Which term best describes the solution of the situation represented by the system of inequalities? (Assume that x is greater than or equal to 0 and y is greater than or equal to 0.)

Answer 1

\[x+2y \le 4\]\[x-y \le 1\]\[f(x,y)=3x+2y\]

Answer 2

This is the same problem type as before

Answer 3

It is? I graphed it and found three intersection points, but one is (0,-1). Would that count?

Answer 4

"Which term" Implies options to Choose from.

Answer 5

There's no way to help you without you listing the
choices.

Answer 6

Oh, sorry....I was finishing the second problem

Answer 7

Alternate optimal solutions
one optimal solution
infeasible
unbounded

Answer 8

I think alternate optimal solutions...?

Answer 9

Why do you think A is the proper choice?

Answer 10

Bleh...because there are two feasible options?
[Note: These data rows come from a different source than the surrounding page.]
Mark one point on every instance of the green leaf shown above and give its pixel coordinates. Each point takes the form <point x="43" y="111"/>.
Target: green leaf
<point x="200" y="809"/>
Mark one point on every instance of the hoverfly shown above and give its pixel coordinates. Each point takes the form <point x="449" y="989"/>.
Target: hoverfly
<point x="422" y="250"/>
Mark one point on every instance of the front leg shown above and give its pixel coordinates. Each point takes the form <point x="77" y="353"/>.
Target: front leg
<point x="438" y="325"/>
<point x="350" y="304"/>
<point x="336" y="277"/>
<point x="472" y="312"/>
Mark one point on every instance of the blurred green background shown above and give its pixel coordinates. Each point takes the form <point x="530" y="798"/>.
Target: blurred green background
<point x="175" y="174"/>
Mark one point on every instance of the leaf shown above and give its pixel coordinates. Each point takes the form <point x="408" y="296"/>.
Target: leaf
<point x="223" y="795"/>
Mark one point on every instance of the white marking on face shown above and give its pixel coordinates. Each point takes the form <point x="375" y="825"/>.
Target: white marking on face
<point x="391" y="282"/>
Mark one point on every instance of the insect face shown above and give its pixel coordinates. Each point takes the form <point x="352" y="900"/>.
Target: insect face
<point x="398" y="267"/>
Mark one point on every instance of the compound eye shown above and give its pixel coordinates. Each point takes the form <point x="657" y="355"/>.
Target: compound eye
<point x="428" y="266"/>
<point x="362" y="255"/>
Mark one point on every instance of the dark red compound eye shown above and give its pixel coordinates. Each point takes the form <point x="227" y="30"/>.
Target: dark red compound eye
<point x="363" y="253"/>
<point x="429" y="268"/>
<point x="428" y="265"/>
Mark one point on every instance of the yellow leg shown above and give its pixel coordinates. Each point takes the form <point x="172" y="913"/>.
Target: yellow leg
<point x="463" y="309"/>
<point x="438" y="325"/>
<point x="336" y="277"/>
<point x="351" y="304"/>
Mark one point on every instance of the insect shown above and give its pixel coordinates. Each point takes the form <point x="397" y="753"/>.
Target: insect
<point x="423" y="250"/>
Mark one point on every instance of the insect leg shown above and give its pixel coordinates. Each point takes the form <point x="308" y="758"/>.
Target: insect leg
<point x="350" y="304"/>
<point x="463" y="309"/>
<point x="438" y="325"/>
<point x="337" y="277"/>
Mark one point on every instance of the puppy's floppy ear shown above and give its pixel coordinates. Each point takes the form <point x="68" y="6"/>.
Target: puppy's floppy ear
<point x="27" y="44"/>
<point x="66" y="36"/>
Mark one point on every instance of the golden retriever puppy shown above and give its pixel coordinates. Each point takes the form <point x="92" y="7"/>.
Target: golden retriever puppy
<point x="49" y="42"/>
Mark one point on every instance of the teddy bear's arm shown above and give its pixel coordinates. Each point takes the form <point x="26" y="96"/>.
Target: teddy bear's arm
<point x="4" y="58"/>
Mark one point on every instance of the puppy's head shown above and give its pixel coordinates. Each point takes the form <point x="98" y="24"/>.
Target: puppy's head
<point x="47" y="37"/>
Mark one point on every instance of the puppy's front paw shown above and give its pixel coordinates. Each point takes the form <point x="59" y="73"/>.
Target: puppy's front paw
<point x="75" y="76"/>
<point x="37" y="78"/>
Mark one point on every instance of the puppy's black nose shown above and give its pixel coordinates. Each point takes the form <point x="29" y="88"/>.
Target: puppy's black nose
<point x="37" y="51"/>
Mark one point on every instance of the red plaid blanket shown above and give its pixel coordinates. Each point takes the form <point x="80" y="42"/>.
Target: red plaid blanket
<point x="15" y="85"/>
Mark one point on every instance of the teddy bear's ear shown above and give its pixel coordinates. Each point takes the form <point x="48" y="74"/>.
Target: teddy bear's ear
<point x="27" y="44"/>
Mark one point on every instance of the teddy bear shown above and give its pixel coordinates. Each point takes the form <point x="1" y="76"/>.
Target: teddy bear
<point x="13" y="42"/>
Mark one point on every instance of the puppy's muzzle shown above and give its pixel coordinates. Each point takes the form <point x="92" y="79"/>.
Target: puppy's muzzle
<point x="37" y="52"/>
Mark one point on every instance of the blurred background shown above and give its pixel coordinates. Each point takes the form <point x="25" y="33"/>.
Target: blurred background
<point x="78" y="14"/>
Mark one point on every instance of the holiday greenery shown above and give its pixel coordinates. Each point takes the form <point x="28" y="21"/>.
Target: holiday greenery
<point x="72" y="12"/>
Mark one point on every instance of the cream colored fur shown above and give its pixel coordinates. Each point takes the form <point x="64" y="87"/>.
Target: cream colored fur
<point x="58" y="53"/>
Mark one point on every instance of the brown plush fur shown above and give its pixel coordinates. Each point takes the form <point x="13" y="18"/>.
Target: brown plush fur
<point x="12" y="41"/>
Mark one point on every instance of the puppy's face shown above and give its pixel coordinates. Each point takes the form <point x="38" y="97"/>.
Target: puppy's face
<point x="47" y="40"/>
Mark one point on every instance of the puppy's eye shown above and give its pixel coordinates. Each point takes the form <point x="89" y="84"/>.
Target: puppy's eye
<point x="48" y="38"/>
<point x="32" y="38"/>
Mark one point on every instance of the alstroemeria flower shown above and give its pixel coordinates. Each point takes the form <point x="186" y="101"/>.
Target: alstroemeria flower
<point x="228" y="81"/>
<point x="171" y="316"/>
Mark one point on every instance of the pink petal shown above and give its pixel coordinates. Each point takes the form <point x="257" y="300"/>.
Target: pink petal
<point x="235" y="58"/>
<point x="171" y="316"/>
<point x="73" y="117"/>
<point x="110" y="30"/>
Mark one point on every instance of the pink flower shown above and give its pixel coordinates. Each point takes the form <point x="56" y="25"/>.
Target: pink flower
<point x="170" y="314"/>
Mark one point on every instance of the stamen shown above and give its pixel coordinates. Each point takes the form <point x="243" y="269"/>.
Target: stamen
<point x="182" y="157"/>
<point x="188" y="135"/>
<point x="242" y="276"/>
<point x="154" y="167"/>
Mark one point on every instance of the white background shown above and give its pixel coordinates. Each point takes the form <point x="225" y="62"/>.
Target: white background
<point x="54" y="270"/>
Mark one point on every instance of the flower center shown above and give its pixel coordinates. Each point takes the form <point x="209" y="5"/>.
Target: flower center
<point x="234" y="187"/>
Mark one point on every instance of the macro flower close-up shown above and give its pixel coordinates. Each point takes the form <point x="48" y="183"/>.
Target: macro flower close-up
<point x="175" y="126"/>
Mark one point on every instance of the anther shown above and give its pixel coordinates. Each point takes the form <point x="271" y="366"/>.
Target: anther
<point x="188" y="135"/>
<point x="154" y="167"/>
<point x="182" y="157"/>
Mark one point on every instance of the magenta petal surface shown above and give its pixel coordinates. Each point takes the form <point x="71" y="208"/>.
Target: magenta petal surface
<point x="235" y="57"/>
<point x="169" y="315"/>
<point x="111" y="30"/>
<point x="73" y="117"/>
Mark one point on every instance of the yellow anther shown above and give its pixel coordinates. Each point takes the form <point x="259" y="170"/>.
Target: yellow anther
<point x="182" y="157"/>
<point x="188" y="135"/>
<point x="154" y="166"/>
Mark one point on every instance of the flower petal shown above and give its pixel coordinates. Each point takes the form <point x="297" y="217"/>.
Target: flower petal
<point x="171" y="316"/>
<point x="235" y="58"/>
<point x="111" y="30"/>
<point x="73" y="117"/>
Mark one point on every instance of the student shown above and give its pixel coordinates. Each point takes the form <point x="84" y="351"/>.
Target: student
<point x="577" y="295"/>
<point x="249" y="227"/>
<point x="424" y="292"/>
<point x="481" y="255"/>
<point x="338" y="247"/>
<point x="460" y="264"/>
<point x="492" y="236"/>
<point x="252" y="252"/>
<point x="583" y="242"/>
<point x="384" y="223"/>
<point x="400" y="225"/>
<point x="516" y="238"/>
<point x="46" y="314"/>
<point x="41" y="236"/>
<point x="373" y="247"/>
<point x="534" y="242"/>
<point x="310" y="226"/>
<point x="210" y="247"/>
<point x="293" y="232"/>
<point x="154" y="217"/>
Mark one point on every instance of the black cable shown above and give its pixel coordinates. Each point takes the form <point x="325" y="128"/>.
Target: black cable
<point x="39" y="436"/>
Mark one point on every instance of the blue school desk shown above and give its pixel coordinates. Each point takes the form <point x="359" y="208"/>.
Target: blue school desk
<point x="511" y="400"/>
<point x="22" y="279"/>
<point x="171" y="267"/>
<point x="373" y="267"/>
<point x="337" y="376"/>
There are those two intersection points that follow the \(x \ge 0\) and \(y\ge0\) thing...

Answer 11

I'm not entirely positive.

Answer 12

There's likel yonly one optimal solution for this one. you can test it which solution is optional by inserting the possible points into the equation that Represents the feasible region.

Answer 13

There Can only be one feasible region for the given set of inequalities

Answer 14

Ah, thank you for your help. I gotta get going!

Answer 15

Sorry for the slow response time . It is difficult to use this site on a tablet.

Answer 16

It's alright :) I can imagine it would be lol

Answer 17

My Bluetooth keyboard should be arriving soon. Thaf will make it easier I think

Answer 18

That's good :) Anyhoo, have a good evening!